Zendaya donates $100K to theater where she got her start

The actor’s donation will go toward improvements and future shows
Zendaya (Photo credit: Bang Media)

Zendaya has donated $100,000 to the theater where she started her career.

The “Euphoria” actress has teamed up with the Women Donors Network (WDN) to hand over the sum to California Shakespeare Theater in Oakland’s North Star Fund. The donation helps cover the cost of improvements and future shows.

“We are very pleased to be able to offer this general support grant in partnership with Zendaya. We hope that our funding supports your work and helps further your strategic vision, wherever funds are most needed,” Leena Barakat, president and CEO of WDN, said in a statement.

Theater bosses also paid tribute to the star for her generosity.

“We are deeply grateful to Zendaya and the WDN for their partnership, and their generous grant of $100,000 to the North Star Fund. This gift helps keep Cal Shakes going strong as we prepare for our 50th Anniversary season!” Clive Worsley, the theatre’s executive director, said.

“Her support moves us forward in a big way toward upgrading sound and lighting systems, enhancing the café, and of course funding our 50th Anniversary production of ‘As You Like It,’ directed by Elizabeth Carter. Thank you Zendaya and the WDN!” he added.

According to the San Francisco Chronicle newspaper, Zendaya joined the theater because her mother worked there for 12 summers when she was a child.

The Dune: Part 2 actor shot to fame in her early teens when she was cast alongside Bella Thorne in the Disney Channel sitcom “Shake It Up” before going onto a glamorous Hollywood career in later years. She recently admitted she wished she “could have just been a kid” for longer.

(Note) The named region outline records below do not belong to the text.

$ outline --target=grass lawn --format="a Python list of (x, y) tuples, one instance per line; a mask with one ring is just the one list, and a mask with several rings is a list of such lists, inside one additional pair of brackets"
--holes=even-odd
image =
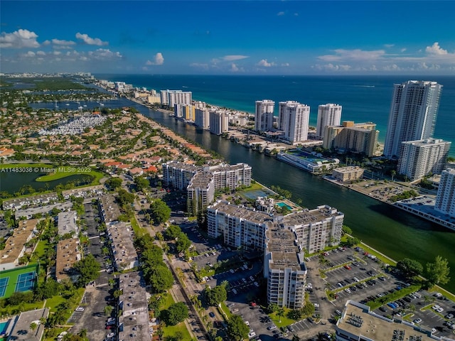
[(129, 220), (131, 222), (131, 227), (133, 228), (133, 231), (134, 231), (134, 234), (136, 237), (139, 237), (145, 234), (144, 229), (141, 227), (136, 220), (136, 217), (132, 217)]
[(92, 185), (100, 183), (100, 179), (103, 177), (103, 173), (97, 172), (96, 170), (92, 170), (90, 167), (73, 167), (73, 166), (51, 166), (55, 170), (55, 172), (50, 173), (46, 175), (40, 176), (36, 178), (36, 181), (46, 182), (53, 181), (54, 180), (63, 179), (64, 178), (75, 175), (90, 175), (94, 177), (94, 180), (92, 181)]
[[(164, 297), (164, 303), (161, 305), (161, 310), (165, 310), (169, 308), (169, 306), (174, 303), (173, 298), (170, 293), (168, 293)], [(181, 334), (182, 341), (191, 341), (191, 337), (190, 335), (190, 332), (186, 329), (186, 325), (185, 325), (185, 323), (182, 322), (176, 325), (166, 325), (163, 328), (163, 331), (164, 332), (164, 337), (173, 337), (176, 336), (176, 334), (179, 332)]]
[(277, 316), (276, 313), (272, 313), (272, 314), (269, 314), (269, 316), (270, 317), (272, 322), (278, 328), (284, 327), (286, 325), (291, 325), (292, 323), (296, 322), (294, 320), (292, 320), (291, 318), (286, 317), (286, 315), (289, 311), (290, 311), (289, 309), (284, 309), (284, 315), (281, 318), (282, 322), (279, 322), (280, 318), (279, 316)]
[(48, 308), (51, 313), (55, 313), (57, 311), (57, 306), (66, 301), (62, 296), (53, 296), (50, 298), (48, 298), (46, 301), (46, 307)]
[(176, 325), (166, 325), (163, 329), (164, 334), (164, 340), (168, 337), (173, 337), (176, 336), (176, 334), (180, 333), (182, 337), (181, 341), (191, 341), (191, 336), (190, 335), (190, 332), (186, 329), (186, 325), (185, 325), (184, 322), (181, 322)]

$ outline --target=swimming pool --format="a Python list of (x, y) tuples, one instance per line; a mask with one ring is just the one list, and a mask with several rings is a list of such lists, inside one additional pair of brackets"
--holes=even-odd
[(5, 335), (5, 332), (6, 332), (6, 328), (8, 328), (9, 324), (9, 320), (6, 322), (0, 322), (0, 336)]

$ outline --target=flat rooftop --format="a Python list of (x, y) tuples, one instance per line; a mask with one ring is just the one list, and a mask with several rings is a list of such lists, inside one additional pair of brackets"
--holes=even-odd
[[(415, 329), (414, 329), (415, 328)], [(429, 331), (419, 330), (420, 327), (394, 322), (369, 311), (369, 307), (348, 301), (341, 318), (336, 323), (338, 333), (343, 331), (354, 335), (362, 335), (370, 340), (381, 341), (426, 341), (440, 340), (430, 335)]]
[(344, 215), (338, 212), (336, 208), (329, 206), (318, 206), (318, 208), (311, 210), (304, 210), (291, 213), (284, 216), (283, 223), (285, 225), (300, 225), (322, 222), (333, 217)]
[[(271, 269), (300, 268), (306, 270), (302, 259), (299, 259), (300, 250), (294, 242), (295, 234), (289, 229), (273, 227), (266, 231), (267, 251), (272, 253)], [(303, 257), (302, 257), (303, 258)]]
[(211, 206), (213, 209), (232, 217), (240, 217), (256, 224), (265, 224), (273, 221), (273, 217), (260, 211), (253, 211), (241, 206), (235, 206), (225, 202), (218, 202)]

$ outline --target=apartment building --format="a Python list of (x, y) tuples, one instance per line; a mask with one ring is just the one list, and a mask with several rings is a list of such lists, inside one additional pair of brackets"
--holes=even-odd
[(333, 103), (321, 104), (318, 107), (318, 119), (316, 134), (320, 139), (324, 137), (327, 126), (339, 126), (341, 121), (342, 107)]
[(282, 226), (294, 232), (299, 247), (313, 254), (341, 239), (344, 214), (328, 205), (292, 212), (283, 217)]
[(26, 243), (35, 237), (38, 219), (21, 220), (13, 235), (6, 239), (5, 248), (0, 250), (0, 271), (14, 269), (26, 251)]
[(336, 322), (336, 341), (448, 340), (432, 334), (424, 327), (414, 325), (405, 320), (390, 319), (370, 310), (370, 307), (348, 300), (341, 318)]
[(183, 190), (190, 184), (196, 173), (202, 167), (178, 161), (163, 163), (163, 182), (166, 185)]
[(284, 131), (284, 139), (291, 144), (308, 139), (310, 107), (295, 101), (279, 102), (279, 129)]
[(358, 166), (341, 167), (332, 170), (332, 177), (341, 183), (361, 179), (365, 170)]
[(122, 274), (119, 276), (118, 340), (122, 341), (149, 341), (148, 300), (149, 295), (138, 272)]
[(434, 210), (455, 217), (455, 168), (447, 168), (441, 173)]
[(210, 131), (215, 135), (221, 135), (229, 131), (229, 114), (224, 110), (210, 111)]
[(82, 259), (79, 247), (79, 238), (60, 240), (57, 244), (55, 259), (55, 280), (72, 279), (73, 266)]
[(402, 142), (433, 137), (441, 91), (437, 82), (394, 85), (384, 144), (386, 157), (399, 158)]
[(412, 181), (429, 173), (441, 174), (446, 167), (451, 142), (436, 139), (402, 142), (397, 170)]
[(173, 108), (175, 104), (191, 104), (193, 93), (191, 91), (161, 90), (161, 104)]
[(370, 157), (376, 154), (378, 136), (379, 131), (374, 123), (344, 121), (341, 126), (326, 127), (323, 147), (340, 152), (361, 153)]
[(194, 124), (203, 129), (208, 129), (210, 126), (210, 109), (208, 108), (196, 108), (195, 109)]
[(250, 250), (264, 251), (266, 227), (273, 217), (263, 212), (218, 201), (207, 207), (208, 236), (223, 236), (224, 243), (231, 247), (243, 247)]
[(273, 128), (273, 112), (275, 102), (270, 99), (256, 101), (255, 130), (267, 131)]
[(296, 239), (294, 232), (277, 225), (266, 231), (264, 277), (267, 278), (269, 304), (289, 309), (305, 305), (305, 254)]

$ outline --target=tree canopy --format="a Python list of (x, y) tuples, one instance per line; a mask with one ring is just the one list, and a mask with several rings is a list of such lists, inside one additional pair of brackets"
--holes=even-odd
[(397, 269), (400, 270), (407, 278), (420, 276), (424, 272), (424, 267), (417, 261), (405, 258), (397, 263)]
[(449, 261), (441, 256), (437, 256), (434, 263), (427, 264), (426, 276), (430, 286), (447, 283), (449, 274)]
[(153, 267), (145, 268), (144, 276), (146, 282), (150, 284), (154, 293), (161, 293), (172, 286), (173, 277), (171, 270), (163, 263)]
[(161, 224), (171, 217), (171, 208), (163, 200), (157, 199), (150, 205), (151, 219), (156, 224)]
[(188, 307), (183, 302), (171, 304), (164, 314), (166, 324), (175, 325), (188, 317)]
[(74, 269), (79, 273), (77, 284), (85, 286), (98, 277), (101, 266), (92, 254), (87, 254), (74, 264)]
[(239, 315), (232, 315), (228, 321), (228, 335), (232, 341), (242, 341), (248, 337), (250, 328)]
[(216, 286), (213, 288), (207, 286), (204, 289), (204, 296), (210, 305), (216, 306), (228, 299), (228, 293), (224, 285)]

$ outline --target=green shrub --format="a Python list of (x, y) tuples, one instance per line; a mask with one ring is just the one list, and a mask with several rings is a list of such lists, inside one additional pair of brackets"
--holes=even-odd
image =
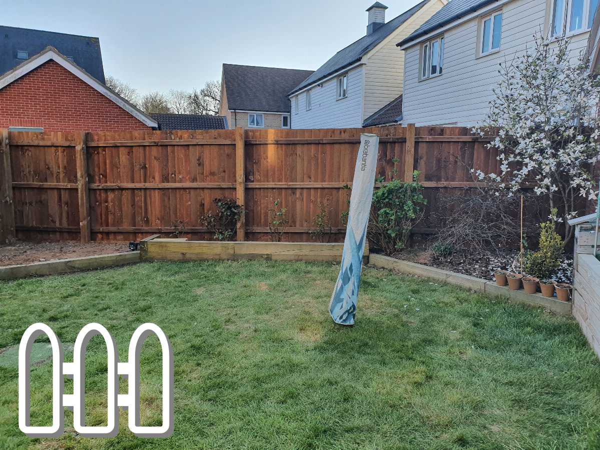
[[(552, 217), (556, 214), (553, 211)], [(527, 252), (523, 270), (526, 274), (540, 280), (551, 278), (560, 268), (560, 257), (564, 243), (554, 229), (554, 220), (542, 223), (540, 226), (539, 245), (537, 251)]]
[(214, 233), (217, 241), (231, 241), (244, 209), (235, 199), (214, 199), (217, 214), (207, 212), (200, 221), (209, 231)]
[(423, 217), (427, 200), (418, 177), (415, 171), (412, 182), (394, 180), (373, 193), (367, 236), (386, 254), (406, 247), (410, 230)]
[(310, 232), (310, 235), (320, 242), (329, 242), (331, 240), (331, 222), (327, 209), (328, 205), (319, 202), (318, 206), (319, 212), (313, 219), (315, 228)]
[(449, 256), (454, 253), (454, 247), (446, 242), (437, 242), (433, 244), (431, 250), (436, 256)]

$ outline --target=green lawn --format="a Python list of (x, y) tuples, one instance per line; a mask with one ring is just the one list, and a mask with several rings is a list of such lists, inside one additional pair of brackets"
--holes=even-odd
[[(0, 282), (4, 353), (34, 322), (66, 343), (95, 321), (126, 360), (133, 331), (152, 322), (175, 367), (170, 438), (136, 438), (122, 411), (113, 439), (77, 436), (67, 412), (62, 437), (30, 440), (16, 368), (0, 354), (0, 448), (600, 448), (600, 364), (573, 320), (367, 268), (357, 324), (342, 328), (327, 311), (338, 268), (155, 263)], [(98, 338), (88, 355), (88, 424), (100, 425)], [(157, 340), (142, 357), (142, 424), (156, 425)], [(33, 425), (49, 422), (50, 371), (32, 369)]]

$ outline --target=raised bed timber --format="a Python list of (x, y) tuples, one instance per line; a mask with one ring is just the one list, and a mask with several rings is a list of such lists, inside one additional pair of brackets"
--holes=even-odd
[(0, 280), (14, 280), (27, 277), (67, 274), (71, 272), (124, 266), (139, 262), (140, 252), (130, 251), (127, 253), (113, 253), (98, 256), (58, 259), (55, 261), (33, 264), (6, 266), (0, 267)]
[[(277, 261), (341, 261), (343, 244), (236, 242), (150, 239), (140, 242), (143, 261), (263, 259)], [(369, 250), (365, 247), (364, 261)]]
[(569, 316), (571, 314), (571, 302), (561, 302), (554, 298), (544, 297), (539, 293), (528, 294), (523, 290), (511, 290), (506, 286), (497, 286), (494, 281), (488, 281), (468, 275), (402, 261), (380, 254), (370, 255), (369, 261), (371, 265), (375, 267), (455, 284), (490, 297), (503, 297), (512, 303), (541, 307), (563, 316)]

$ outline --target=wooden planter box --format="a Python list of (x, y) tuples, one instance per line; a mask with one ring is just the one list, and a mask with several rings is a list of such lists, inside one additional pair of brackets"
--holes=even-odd
[[(221, 242), (157, 238), (140, 242), (144, 261), (262, 259), (339, 262), (343, 248), (343, 244), (313, 242)], [(364, 255), (367, 263), (368, 246), (365, 247)]]

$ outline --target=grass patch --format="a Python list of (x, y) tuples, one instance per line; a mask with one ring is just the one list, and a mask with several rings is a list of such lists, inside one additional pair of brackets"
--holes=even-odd
[[(34, 322), (63, 342), (98, 322), (125, 361), (134, 330), (152, 322), (171, 339), (175, 367), (169, 439), (136, 439), (121, 412), (113, 439), (78, 436), (67, 412), (64, 436), (31, 440), (17, 427), (16, 367), (0, 365), (0, 448), (600, 448), (600, 364), (573, 320), (367, 268), (357, 325), (344, 328), (327, 311), (338, 269), (152, 263), (0, 282), (0, 349)], [(160, 423), (160, 355), (149, 339), (142, 424)], [(88, 422), (101, 424), (101, 340), (86, 364)], [(32, 371), (40, 425), (50, 421), (51, 370)]]

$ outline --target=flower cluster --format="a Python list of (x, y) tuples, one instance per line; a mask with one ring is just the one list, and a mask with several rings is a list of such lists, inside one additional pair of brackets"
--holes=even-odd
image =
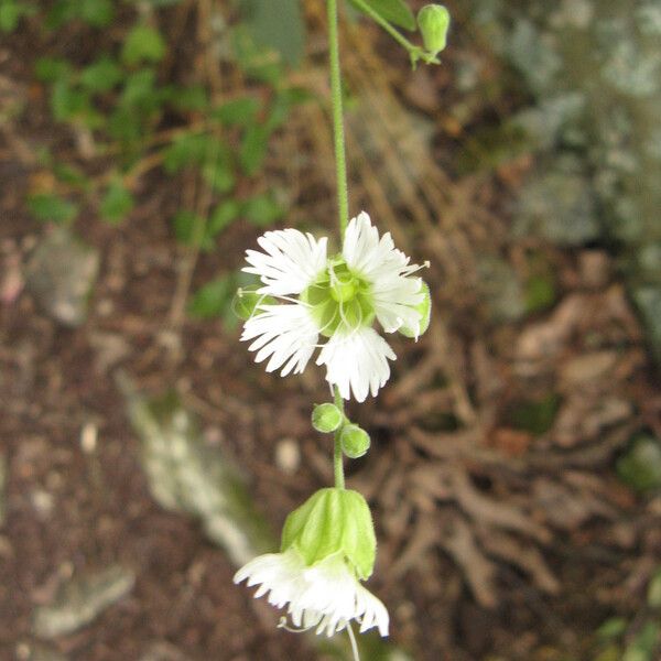
[(366, 213), (349, 223), (338, 254), (328, 256), (326, 238), (296, 229), (268, 231), (258, 242), (263, 252), (248, 250), (243, 271), (259, 275), (262, 299), (241, 335), (256, 361), (268, 359), (267, 371), (284, 377), (302, 372), (321, 348), (316, 364), (344, 399), (375, 397), (395, 359), (375, 321), (415, 338), (429, 323), (429, 292), (413, 277), (421, 267), (389, 232), (379, 237)]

“It’s a lesson you have to learn young. I was a kid thrown into a very adult industry where if you do have a perspective or something to say, it’s like ‘Well they’re a kid’. And the parents … it’s like … they are just the parents so you have to learn how to protect yourself quite quickly,” Zendaya said on the YouTube series “PayOrWait.”

“For me, it was a lesson learned quite early — back in my Disney days — of little tricks and little things I could do to protect myself, or protect my peace or protect my happiness. I think when you’re a kid in this industry, you’re very vulnerable. I do wish I could have just been a kid for a little bit longer but, yeah, the lessons happened very early. I don’t know if there was a specific moment, but it definitely happened quite young, having to learn to have my own back a little bit,” she added.